Thursday, 24th July 2014
Thompson, UT – Monument Valley, UT
approx. 300 kilometers
Fun night. Lorries kept on coming and leaving and pointed their lights straight in my face. However, after this short night and a good and loyal Red Bull for breakfast, I was ready to smash the day. I knew there would be so much to see. In fact … wow, what a trip!
It took us about five hours to drive 300 kilometers and get from Thompson (UT) to Monument Valley (UT). It was definitely worth it. We stopped quite often to admire the stunning countryside. There are really no words to describe how lovely the scenery is. Every 100 kilometers we drove, it changed completely. We started off with sandy/rocky beach colored hills with a lot of vegetation, which then turned into red rock mountains with no green at all, and then finally, after passing over a mountain, we had the most breathtaking view in front of us. There was nothing around, except for red landscape, where at the very far end, tall and mountainous pointy red rocks were spiking out: the Monument Valley.
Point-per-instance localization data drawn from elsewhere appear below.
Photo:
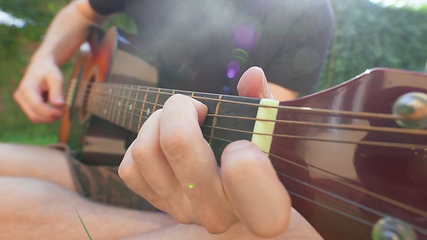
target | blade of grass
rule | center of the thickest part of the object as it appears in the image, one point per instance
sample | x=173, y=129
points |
x=83, y=225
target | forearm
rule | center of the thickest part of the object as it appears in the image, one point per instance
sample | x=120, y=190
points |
x=298, y=228
x=67, y=32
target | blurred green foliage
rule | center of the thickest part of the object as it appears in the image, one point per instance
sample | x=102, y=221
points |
x=366, y=36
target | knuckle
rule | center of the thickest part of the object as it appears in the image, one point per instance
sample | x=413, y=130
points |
x=180, y=216
x=140, y=153
x=215, y=227
x=174, y=143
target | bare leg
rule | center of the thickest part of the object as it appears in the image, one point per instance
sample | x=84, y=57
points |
x=35, y=162
x=37, y=209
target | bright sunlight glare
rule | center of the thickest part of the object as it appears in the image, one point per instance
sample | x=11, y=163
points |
x=401, y=3
x=9, y=20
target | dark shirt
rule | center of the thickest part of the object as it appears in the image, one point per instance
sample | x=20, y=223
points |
x=205, y=46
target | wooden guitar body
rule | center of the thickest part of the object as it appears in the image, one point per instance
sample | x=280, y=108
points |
x=352, y=168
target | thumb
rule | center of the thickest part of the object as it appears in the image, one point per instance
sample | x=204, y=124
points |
x=253, y=83
x=55, y=82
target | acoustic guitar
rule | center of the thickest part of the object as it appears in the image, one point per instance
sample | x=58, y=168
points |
x=353, y=157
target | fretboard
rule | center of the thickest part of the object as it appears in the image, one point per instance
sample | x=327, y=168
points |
x=229, y=118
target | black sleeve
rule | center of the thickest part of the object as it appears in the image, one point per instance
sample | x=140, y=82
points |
x=299, y=62
x=105, y=7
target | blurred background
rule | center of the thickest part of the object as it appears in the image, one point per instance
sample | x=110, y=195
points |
x=368, y=34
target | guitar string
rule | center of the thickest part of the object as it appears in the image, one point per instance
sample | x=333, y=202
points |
x=124, y=110
x=414, y=131
x=290, y=108
x=338, y=126
x=359, y=142
x=340, y=180
x=246, y=132
x=281, y=121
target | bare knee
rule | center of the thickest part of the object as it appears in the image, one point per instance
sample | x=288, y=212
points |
x=35, y=162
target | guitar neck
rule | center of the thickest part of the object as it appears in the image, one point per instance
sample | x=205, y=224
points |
x=229, y=118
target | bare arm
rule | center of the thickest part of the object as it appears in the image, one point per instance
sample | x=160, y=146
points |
x=66, y=33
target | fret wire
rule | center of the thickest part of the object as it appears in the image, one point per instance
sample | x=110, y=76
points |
x=143, y=106
x=157, y=99
x=126, y=106
x=113, y=107
x=215, y=119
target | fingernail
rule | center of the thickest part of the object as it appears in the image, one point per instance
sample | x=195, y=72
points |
x=265, y=90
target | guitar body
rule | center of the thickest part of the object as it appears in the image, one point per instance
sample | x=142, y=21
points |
x=96, y=141
x=352, y=168
x=345, y=180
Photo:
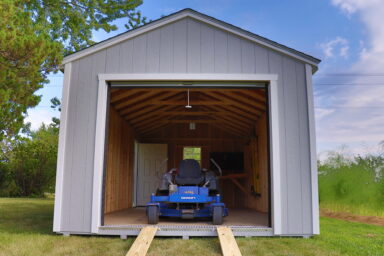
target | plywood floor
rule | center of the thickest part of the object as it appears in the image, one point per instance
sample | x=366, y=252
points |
x=236, y=217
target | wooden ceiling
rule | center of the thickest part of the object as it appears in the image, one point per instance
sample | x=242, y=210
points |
x=147, y=109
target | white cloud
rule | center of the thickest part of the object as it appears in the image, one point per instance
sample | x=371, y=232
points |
x=358, y=117
x=320, y=113
x=39, y=116
x=338, y=46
We parked our camper at the Goulding’s, and were given a ride to the museum area, where they showed us a 20 minute documentary.
About 2000 indigenous people, the Navajo, still live in the area. They are scattered around the place so that their livestock have enough land to graze. It can get up to 45° degrees Celsius and they all wear long sleeves to protect themselves from the scorching sun. People here, who are originally Indian, reminded me of South Americans who are very dark skinned and wear ponchos. In fact, before getting on the shuttle to go to to the movie, I asked the driver whether he was Mexican, he literally scrutinized me and replied with a dry: “No. I live 20 miles south from here.” Ok, after the documentary I understood why he didn’t like my question. I basically insulted his culture … because of my ignorance.
What was interesting to learn is that John Wayne and many other famous actors such as John Ford shot films here. Monument Valley is the typical scenery of the cowboy movies.
In the evening, after a two-hour picture session in the Valley, and dark skies accompanying us, with a touch of sunlight that reflected on the Mountains, we headed back off to Goulding’s, ready for the next day.